Thermodynamics in Loop Quantum Cosmology

TL;DR

This paper explores the thermodynamics of the universe within loop quantum cosmology, showing that the effective density and pressure act as thermodynamic quantities and that classical thermodynamic laws hold in this quantum gravity framework.

Contribution

It demonstrates that the thermodynamic description remains valid in LQC and identifies effective density and pressure as thermodynamic variables in the semiclassical regime.

Findings

Effective density and pressure serve as thermodynamic quantities.

Thermodynamic laws are consistent within LQC.

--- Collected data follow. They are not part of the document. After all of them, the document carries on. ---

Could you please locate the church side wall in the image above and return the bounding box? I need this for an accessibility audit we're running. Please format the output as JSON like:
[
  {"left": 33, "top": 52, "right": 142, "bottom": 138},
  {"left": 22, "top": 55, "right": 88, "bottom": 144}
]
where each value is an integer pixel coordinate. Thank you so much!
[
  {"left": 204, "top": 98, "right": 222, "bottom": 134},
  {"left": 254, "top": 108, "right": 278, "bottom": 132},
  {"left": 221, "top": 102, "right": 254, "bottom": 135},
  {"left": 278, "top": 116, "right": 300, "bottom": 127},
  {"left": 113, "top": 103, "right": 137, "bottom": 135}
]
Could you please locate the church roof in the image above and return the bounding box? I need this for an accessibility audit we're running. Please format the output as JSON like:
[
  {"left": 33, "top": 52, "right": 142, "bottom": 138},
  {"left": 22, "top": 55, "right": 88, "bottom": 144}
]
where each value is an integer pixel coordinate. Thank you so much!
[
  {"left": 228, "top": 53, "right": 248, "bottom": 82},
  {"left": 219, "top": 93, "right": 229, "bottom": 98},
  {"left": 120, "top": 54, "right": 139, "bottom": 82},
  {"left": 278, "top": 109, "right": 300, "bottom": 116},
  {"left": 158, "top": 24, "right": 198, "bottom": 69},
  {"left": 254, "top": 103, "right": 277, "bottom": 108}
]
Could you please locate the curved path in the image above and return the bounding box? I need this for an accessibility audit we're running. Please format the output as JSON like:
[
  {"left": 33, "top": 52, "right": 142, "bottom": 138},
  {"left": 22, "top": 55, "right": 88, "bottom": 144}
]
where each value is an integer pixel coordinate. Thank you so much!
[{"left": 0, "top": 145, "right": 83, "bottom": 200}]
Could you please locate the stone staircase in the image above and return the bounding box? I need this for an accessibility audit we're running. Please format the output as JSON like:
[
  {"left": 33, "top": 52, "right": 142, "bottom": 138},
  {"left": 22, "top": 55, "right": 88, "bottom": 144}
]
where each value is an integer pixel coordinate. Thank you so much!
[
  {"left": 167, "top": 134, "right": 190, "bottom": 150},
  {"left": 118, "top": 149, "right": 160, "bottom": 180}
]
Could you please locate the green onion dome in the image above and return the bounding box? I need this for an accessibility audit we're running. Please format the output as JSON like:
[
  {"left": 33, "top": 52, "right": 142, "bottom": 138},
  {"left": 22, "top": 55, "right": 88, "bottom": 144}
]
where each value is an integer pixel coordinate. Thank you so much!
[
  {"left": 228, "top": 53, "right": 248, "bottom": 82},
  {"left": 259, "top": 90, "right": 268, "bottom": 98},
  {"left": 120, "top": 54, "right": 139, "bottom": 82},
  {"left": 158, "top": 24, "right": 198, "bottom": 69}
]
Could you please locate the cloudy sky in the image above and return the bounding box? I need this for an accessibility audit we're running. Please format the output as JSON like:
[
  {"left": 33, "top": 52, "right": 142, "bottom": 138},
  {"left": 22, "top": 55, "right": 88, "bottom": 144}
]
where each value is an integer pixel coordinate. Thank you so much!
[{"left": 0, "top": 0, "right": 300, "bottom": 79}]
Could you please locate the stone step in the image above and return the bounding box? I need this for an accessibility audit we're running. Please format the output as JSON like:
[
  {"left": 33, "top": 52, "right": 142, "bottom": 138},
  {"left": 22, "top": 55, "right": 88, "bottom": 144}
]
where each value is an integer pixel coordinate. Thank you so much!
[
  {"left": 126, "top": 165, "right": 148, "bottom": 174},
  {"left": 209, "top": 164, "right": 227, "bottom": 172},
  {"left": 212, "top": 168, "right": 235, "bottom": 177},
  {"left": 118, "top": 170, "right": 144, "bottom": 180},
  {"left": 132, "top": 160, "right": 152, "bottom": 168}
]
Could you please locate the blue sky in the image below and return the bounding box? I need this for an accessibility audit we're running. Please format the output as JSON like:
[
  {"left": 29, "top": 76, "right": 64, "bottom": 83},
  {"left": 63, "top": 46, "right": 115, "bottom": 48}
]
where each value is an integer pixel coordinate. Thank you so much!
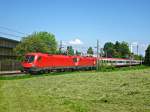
[{"left": 0, "top": 0, "right": 150, "bottom": 55}]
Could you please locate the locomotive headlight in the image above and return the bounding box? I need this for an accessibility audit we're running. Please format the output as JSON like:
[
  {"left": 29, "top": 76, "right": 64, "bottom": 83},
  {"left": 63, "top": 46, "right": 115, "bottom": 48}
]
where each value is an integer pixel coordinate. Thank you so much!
[{"left": 32, "top": 64, "right": 35, "bottom": 67}]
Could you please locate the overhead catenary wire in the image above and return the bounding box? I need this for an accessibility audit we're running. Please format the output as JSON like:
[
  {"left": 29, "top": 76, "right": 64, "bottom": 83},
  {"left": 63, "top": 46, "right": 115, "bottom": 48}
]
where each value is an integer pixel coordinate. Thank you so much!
[
  {"left": 0, "top": 31, "right": 21, "bottom": 38},
  {"left": 0, "top": 26, "right": 28, "bottom": 35}
]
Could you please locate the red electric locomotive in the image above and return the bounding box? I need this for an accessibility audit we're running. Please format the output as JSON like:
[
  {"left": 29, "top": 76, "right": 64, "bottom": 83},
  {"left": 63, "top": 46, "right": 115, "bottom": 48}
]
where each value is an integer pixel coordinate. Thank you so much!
[{"left": 22, "top": 53, "right": 97, "bottom": 73}]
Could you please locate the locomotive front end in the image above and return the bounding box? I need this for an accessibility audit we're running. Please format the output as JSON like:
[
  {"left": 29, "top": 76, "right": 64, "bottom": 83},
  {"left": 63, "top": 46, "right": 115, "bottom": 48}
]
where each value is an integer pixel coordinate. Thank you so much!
[{"left": 22, "top": 53, "right": 38, "bottom": 73}]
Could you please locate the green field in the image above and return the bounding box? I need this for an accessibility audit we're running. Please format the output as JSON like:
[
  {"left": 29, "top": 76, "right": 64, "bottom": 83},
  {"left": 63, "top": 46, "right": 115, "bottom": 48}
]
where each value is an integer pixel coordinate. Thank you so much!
[{"left": 0, "top": 68, "right": 150, "bottom": 112}]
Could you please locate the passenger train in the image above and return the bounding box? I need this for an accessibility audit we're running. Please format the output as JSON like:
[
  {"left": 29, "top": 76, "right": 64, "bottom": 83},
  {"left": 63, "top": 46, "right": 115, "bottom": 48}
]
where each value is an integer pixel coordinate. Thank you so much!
[{"left": 22, "top": 52, "right": 141, "bottom": 74}]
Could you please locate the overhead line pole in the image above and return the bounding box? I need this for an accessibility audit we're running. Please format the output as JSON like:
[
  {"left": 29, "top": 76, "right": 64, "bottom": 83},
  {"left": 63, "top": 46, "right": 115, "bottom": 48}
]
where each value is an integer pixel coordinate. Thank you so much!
[
  {"left": 59, "top": 40, "right": 63, "bottom": 54},
  {"left": 129, "top": 43, "right": 132, "bottom": 66},
  {"left": 96, "top": 40, "right": 99, "bottom": 70},
  {"left": 137, "top": 44, "right": 139, "bottom": 55}
]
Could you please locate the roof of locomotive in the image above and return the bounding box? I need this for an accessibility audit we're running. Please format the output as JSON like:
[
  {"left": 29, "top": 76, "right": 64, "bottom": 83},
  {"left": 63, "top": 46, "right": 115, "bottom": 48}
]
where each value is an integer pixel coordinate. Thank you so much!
[
  {"left": 25, "top": 52, "right": 46, "bottom": 56},
  {"left": 25, "top": 52, "right": 95, "bottom": 58},
  {"left": 25, "top": 53, "right": 130, "bottom": 60}
]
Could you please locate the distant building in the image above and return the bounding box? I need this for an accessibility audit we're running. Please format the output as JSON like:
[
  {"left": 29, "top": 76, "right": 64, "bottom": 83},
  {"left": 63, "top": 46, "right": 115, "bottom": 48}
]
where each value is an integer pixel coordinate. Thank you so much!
[{"left": 0, "top": 37, "right": 20, "bottom": 60}]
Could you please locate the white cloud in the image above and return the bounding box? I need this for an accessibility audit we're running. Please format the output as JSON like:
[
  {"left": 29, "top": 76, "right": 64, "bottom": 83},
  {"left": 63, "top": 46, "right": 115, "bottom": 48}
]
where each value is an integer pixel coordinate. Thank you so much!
[{"left": 69, "top": 38, "right": 83, "bottom": 45}]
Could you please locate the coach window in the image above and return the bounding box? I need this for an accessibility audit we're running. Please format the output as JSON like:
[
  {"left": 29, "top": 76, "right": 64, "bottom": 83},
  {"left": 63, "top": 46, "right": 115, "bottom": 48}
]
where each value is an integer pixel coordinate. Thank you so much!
[{"left": 113, "top": 61, "right": 116, "bottom": 63}]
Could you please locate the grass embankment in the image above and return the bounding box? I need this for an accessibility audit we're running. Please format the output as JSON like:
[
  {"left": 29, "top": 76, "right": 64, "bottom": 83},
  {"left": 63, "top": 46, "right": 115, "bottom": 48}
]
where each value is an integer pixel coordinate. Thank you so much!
[{"left": 0, "top": 67, "right": 150, "bottom": 112}]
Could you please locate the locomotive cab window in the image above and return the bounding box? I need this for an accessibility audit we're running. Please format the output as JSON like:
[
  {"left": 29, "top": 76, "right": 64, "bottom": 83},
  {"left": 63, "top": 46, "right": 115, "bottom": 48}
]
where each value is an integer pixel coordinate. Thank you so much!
[
  {"left": 73, "top": 58, "right": 79, "bottom": 62},
  {"left": 25, "top": 55, "right": 35, "bottom": 63},
  {"left": 37, "top": 56, "right": 42, "bottom": 62},
  {"left": 73, "top": 58, "right": 77, "bottom": 62}
]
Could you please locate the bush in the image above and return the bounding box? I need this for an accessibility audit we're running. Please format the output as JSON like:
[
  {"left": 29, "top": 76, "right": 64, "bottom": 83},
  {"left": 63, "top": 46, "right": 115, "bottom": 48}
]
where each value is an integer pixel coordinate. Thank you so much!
[
  {"left": 96, "top": 60, "right": 115, "bottom": 72},
  {"left": 96, "top": 60, "right": 148, "bottom": 72}
]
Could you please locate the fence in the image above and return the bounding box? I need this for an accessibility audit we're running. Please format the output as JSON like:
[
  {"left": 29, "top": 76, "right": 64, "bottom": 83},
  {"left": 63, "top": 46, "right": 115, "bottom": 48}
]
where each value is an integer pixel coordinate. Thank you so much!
[{"left": 0, "top": 60, "right": 21, "bottom": 71}]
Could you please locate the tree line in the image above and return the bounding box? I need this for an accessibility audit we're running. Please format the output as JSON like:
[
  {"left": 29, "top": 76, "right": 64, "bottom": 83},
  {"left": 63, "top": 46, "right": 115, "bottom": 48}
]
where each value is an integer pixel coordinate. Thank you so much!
[{"left": 14, "top": 31, "right": 150, "bottom": 65}]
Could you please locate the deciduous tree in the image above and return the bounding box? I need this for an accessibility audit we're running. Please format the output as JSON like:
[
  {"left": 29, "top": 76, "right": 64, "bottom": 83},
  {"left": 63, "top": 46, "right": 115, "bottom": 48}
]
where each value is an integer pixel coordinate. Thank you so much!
[
  {"left": 66, "top": 46, "right": 74, "bottom": 55},
  {"left": 14, "top": 32, "right": 57, "bottom": 60},
  {"left": 87, "top": 47, "right": 94, "bottom": 55},
  {"left": 75, "top": 50, "right": 81, "bottom": 56},
  {"left": 103, "top": 42, "right": 115, "bottom": 58}
]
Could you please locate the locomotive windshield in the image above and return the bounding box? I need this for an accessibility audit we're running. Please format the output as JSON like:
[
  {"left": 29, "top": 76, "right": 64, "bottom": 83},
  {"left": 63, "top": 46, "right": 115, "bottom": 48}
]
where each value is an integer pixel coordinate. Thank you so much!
[{"left": 24, "top": 55, "right": 35, "bottom": 63}]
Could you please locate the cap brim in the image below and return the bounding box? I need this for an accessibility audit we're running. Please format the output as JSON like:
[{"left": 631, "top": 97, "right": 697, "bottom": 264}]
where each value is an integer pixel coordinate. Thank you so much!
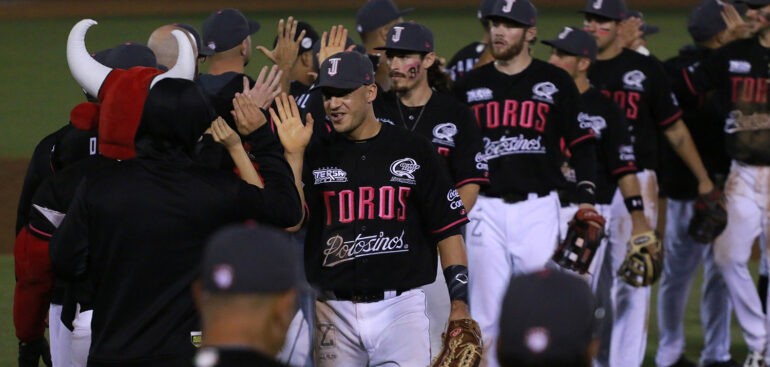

Equilibrium thermodynamics remains valid in the LQC framework.

Abstract

Loop quantum cosmology (LQC) is very powerful to deal with the behavior of early universe. And the effective loop quantum cosmology gives a successful description of the universe in the semiclassical region. We consider the apparent horizon of the Friedmann-Robertson-Walker universe as a thermodynamical system and investigate the thermodynamics of LQC in the semiclassical region. The effective density and effective pressure in the modified Friedmann equation from LQC not only determine the evolution of the universe in LQC scenario but are actually also found to be the thermodynamic quantities. This result comes from the energy definition in cosmology (the Misner-Sharp gravitational energy) and is consistent with thermodynamic laws. We prove that within the framework of loop quantum cosmology, the elementary equation of equilibrium thermodynamics is still valid.